The individual mandate, Obamacare’s requirement that all Americans have health insurance that includes “minimum essential coverage,” has been in effect for two weeks now. No one has noticed because nothing has happened. But it will.
The mandate is the heart of Obamacare; without it, supporters believe, the system won’t work. So the Obama administration hopes millions of Americans will voluntarily comply with the mandate and purchase government-approved coverage. If they don’t do it voluntarily, they’ll be punished.
Starting next year, the government will collect a penalty — the administration calls it a “shared responsibility payment” — from Americans who don’t go along with the Obamacare edict. The penalty starts small — just $95 per adult and $47.50 per child this year — but could conceivably reach thousands of dollars per family per year once the fee scale is fully in effect.
The threat of coercion lies behind the entire Obamacare scheme. The question for the coming year is, how coercive will the government be?

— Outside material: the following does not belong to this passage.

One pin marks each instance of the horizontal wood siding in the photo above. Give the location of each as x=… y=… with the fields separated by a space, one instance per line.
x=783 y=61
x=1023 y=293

The Democrats who wrote the Affordable Care Act in 2009 gave the Internal Revenue Service power to collect Obamacare penalties. Many Americans are quite familiar with how coercive the IRS can be. Fearing public opposition to IRS threats, the law’s authors forbade the IRS from bringing criminal charges or seizing houses and property from those who don’t buy government-defined “minimum essential coverage.” But Democrats still gave the IRS significant authority.